El caso de Anaudi desenmascara viejas denuncias de corrupción dentro del gobierno de Puerto Rico

Representa uno de los esquemas de corrupción, fraude y sobornos más controvertidos en la historia política de Puerto Rico e involucra a varios funcionarios y empresarios ligados al PPD.
9 Sep 2016 – 10:15 AM EDT

GUAYNABO, Puerto Rico.- El caso de corrupción gubernamental liderado por el exrecaudador político Anaudi Javier Hernández Pérez ha paralizado a toda la isla. Incluso, ha tomado matices de telenovela.

Anaudi era hasta hace un tiempo un poderoso inversionista puertorriqueño, con acceso directo al actual gobernador, Alejandro García Padilla, y múltiples tentáculos con los que fraguó uno de los esquemas de corrupción, fraude y sobornos más controverciales en la historia política del país.

Actualmente es eje de una pesquisa a nivel federal por corrupción gubernamental que involucra a varios funcionarios y empresarios ligados a la administración del Partido Popular Democrático (PPD) y a García Padilla.

Hasta el 2012 el empresario de 41 años de edad era dueño de una compañía de venta de celulares, mismo año en que se unió al grupo de recaudadores del PPD y dieron inicio las confabulaciones.

Anaudi conocía al hermano del gobernador, Luis Gerardo "Gerry" García Padilla, de cuando trabajaban juntos en Verizon Wireless en el 2004. Esa amistad fue la llave de acceso al PPD y a las puertas de La Fortaleza, residencia oficial y centro de operaciones del Ejecutivo isleño.

El caso ha sacudido a la clase política a dos meses de las elecciones generales. La popularidad de este caso ha llevado a analizar las repercusiones de el juicio federal versus el juicio público que se ha realizado. “Hay ocasiones que hay acusados que ni los han mencionado en los testimonios. El testimonio pasa y nunca se menciona a fulano o a fulana”, explicó el veterano periodista Oscar Serrano. Sin embargo, a medida que pasan los días de juicio en el tribunal federal, lo que ha dicho Anaudi salpica más personas que no están acusadas.
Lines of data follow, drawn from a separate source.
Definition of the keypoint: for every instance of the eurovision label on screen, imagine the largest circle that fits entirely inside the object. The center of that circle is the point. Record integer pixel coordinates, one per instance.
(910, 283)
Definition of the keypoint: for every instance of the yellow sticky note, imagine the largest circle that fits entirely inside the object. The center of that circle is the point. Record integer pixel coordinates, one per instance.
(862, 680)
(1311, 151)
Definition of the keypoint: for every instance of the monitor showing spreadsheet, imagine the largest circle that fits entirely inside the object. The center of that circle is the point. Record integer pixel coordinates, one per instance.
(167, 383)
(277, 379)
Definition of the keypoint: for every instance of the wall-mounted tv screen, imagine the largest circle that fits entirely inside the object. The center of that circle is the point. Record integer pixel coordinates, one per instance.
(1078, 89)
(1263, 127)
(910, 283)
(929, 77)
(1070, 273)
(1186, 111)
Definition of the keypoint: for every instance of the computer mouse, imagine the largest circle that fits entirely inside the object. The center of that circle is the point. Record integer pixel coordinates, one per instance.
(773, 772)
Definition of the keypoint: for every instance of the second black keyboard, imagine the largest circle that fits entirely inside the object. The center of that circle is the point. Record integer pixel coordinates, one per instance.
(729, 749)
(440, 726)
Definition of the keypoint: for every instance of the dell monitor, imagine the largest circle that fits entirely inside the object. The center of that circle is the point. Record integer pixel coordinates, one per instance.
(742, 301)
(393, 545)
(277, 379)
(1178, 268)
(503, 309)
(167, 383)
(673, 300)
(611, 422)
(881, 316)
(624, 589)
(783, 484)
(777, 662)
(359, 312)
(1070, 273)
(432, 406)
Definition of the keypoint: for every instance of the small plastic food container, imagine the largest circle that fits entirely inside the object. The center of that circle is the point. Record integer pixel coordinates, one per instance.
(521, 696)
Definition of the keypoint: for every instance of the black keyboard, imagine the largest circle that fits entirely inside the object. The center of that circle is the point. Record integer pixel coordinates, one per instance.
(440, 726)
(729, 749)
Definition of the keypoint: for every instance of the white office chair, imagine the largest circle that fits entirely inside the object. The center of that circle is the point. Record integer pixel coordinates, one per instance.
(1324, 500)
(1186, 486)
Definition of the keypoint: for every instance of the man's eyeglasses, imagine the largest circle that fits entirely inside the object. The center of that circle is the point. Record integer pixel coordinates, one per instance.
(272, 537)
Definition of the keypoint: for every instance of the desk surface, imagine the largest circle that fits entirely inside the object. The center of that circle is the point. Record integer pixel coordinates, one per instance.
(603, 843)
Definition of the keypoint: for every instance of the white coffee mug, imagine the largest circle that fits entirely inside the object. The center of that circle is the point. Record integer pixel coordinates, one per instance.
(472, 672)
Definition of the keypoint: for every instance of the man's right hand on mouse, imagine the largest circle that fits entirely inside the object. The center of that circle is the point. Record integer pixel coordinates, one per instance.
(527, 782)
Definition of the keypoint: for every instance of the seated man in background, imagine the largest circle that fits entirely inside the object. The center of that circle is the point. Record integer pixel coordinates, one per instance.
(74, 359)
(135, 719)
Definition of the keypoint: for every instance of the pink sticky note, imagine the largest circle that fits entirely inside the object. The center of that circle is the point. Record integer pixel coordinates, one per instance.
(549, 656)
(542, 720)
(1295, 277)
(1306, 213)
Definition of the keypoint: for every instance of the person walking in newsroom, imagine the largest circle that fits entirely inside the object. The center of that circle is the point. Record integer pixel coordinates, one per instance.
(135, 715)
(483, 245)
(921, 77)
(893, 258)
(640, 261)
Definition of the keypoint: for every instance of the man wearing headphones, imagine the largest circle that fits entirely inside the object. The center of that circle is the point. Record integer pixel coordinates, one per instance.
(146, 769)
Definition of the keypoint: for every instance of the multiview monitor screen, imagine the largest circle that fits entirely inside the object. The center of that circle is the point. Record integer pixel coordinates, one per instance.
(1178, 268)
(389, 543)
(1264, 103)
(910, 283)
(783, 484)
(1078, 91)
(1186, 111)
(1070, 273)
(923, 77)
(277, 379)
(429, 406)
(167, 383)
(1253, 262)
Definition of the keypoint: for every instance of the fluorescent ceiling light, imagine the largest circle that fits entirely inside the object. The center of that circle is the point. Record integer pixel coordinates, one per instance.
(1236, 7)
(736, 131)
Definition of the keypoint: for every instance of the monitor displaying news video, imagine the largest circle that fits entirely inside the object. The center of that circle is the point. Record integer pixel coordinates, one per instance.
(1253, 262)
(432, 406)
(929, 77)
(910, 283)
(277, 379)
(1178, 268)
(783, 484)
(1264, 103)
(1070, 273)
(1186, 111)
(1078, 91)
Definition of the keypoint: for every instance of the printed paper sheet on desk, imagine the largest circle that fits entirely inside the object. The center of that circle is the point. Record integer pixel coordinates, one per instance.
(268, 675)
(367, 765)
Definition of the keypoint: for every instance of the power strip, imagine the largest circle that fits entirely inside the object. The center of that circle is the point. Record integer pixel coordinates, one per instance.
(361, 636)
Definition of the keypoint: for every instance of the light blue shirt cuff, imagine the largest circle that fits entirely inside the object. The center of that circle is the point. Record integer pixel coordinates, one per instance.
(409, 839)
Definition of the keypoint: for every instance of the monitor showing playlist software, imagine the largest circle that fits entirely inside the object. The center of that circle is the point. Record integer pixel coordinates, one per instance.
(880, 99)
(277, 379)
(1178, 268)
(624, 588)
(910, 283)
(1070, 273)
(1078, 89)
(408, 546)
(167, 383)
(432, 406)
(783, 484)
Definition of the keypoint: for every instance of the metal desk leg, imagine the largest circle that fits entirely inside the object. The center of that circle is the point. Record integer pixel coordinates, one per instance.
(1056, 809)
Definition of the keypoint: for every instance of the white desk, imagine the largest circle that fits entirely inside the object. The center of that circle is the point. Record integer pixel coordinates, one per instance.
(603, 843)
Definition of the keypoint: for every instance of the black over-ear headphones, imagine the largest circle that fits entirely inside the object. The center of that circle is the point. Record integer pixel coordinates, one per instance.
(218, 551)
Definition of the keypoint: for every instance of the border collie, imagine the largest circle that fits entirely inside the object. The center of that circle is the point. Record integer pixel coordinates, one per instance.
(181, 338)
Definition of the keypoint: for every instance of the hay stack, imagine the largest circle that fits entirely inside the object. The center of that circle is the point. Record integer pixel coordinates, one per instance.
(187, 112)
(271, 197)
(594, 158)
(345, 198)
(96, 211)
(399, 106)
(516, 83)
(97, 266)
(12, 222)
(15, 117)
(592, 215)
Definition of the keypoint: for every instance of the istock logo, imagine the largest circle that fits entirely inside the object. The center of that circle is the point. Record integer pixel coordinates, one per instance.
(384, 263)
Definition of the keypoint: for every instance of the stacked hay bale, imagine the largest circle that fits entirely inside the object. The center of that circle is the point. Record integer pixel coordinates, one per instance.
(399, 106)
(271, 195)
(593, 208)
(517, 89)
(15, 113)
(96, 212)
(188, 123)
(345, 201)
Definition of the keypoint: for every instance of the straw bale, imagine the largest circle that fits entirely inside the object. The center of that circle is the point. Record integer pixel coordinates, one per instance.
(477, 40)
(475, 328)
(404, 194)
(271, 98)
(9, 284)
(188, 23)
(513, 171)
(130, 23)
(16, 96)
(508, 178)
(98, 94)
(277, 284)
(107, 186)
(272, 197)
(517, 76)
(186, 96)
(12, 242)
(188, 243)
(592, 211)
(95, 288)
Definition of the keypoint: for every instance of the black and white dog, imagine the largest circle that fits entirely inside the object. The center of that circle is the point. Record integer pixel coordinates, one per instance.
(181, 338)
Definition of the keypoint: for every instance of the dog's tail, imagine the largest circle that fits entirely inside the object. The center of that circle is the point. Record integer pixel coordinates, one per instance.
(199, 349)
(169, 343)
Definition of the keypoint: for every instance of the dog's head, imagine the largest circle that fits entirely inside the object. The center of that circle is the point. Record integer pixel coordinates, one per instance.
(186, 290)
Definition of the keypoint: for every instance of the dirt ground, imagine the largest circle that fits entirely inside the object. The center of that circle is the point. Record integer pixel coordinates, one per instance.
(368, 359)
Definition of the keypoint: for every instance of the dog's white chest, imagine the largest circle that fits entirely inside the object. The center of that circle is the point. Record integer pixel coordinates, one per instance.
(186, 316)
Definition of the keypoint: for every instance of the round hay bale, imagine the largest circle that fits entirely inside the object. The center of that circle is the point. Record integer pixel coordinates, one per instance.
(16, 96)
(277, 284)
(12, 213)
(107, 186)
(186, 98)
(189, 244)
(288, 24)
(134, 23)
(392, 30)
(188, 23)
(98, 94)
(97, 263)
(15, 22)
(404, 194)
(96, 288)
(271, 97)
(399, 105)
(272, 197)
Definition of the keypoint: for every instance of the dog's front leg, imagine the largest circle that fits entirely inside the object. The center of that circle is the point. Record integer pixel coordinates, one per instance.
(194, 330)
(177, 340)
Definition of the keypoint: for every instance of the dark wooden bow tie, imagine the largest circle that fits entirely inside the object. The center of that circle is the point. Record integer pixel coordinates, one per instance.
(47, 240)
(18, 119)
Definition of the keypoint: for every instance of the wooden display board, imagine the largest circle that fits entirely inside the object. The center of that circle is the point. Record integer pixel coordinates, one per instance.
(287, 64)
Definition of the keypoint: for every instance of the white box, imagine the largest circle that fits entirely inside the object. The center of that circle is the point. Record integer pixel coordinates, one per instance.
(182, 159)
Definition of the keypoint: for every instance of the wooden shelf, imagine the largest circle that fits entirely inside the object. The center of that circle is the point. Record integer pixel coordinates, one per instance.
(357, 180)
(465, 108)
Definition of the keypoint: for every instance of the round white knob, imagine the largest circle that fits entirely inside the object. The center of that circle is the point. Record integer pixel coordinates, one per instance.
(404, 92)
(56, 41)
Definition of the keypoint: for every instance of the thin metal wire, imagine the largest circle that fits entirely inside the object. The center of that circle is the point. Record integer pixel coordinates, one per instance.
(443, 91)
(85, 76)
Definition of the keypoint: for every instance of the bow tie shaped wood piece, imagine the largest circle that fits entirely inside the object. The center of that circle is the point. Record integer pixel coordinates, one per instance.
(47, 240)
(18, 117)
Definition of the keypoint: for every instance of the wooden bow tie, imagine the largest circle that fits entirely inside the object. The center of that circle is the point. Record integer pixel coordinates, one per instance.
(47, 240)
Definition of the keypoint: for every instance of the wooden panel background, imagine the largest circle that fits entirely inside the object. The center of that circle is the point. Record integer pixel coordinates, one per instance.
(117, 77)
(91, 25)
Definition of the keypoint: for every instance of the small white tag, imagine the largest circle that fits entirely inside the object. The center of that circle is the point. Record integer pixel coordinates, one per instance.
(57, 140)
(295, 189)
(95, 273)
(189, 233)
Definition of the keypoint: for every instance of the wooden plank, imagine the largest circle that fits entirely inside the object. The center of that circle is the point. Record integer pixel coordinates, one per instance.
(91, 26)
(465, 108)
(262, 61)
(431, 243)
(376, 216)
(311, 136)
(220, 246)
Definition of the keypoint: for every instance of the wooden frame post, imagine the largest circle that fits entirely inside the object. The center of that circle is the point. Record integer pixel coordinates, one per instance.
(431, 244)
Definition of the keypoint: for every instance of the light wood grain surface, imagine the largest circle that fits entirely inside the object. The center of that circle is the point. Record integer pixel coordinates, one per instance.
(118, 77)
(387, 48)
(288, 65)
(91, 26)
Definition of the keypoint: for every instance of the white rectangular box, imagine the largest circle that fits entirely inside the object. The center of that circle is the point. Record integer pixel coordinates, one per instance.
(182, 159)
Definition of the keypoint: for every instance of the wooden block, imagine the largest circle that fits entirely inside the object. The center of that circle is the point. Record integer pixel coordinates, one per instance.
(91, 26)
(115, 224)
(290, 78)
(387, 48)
“Ahí todavía puede haber un veredicto de no culpabilidad. Que la gente no se crea que por lo que está escuchando, el caso está probado. Ahí todavía puede haber un veredicto de no culpabilidad porque los que están acusados no son ni Mari Tere (González), ni el gobernador, ni "Gerry", ni Perelló”, resaltó Serrano.

Por su parte, el candidato a la gobernación por el PPD, David Bernier, ha reiterado que este no es su gobierno, que su gobierno comienza en el 2017 y que en el mismo no va a haber “No habrá espacio para los Anaudis Hernández ni para los ‘Empresarios con Rosselló’ ".

Para los analistas Luis Pabón Roca y Carlos Díaz Olivo el caso de Anaudi es uno problemático para la campaña electoral en curso.

En primera instancia, este se ha convertido en el tema a discutirse y se ha desviado la atención al caso de Anaudi y los problemas del PPD, en vez de de poder atender una campaña política a dos meses de los comicios electorales.

Los analistas políticos explicaron cómo a pesar de que en el caso judicial existe la presunción de inocencia, en el ámbito político una incriminación de esta índole puede afectar la carrera política y las posibilidades de poder ganar en unas elecciones.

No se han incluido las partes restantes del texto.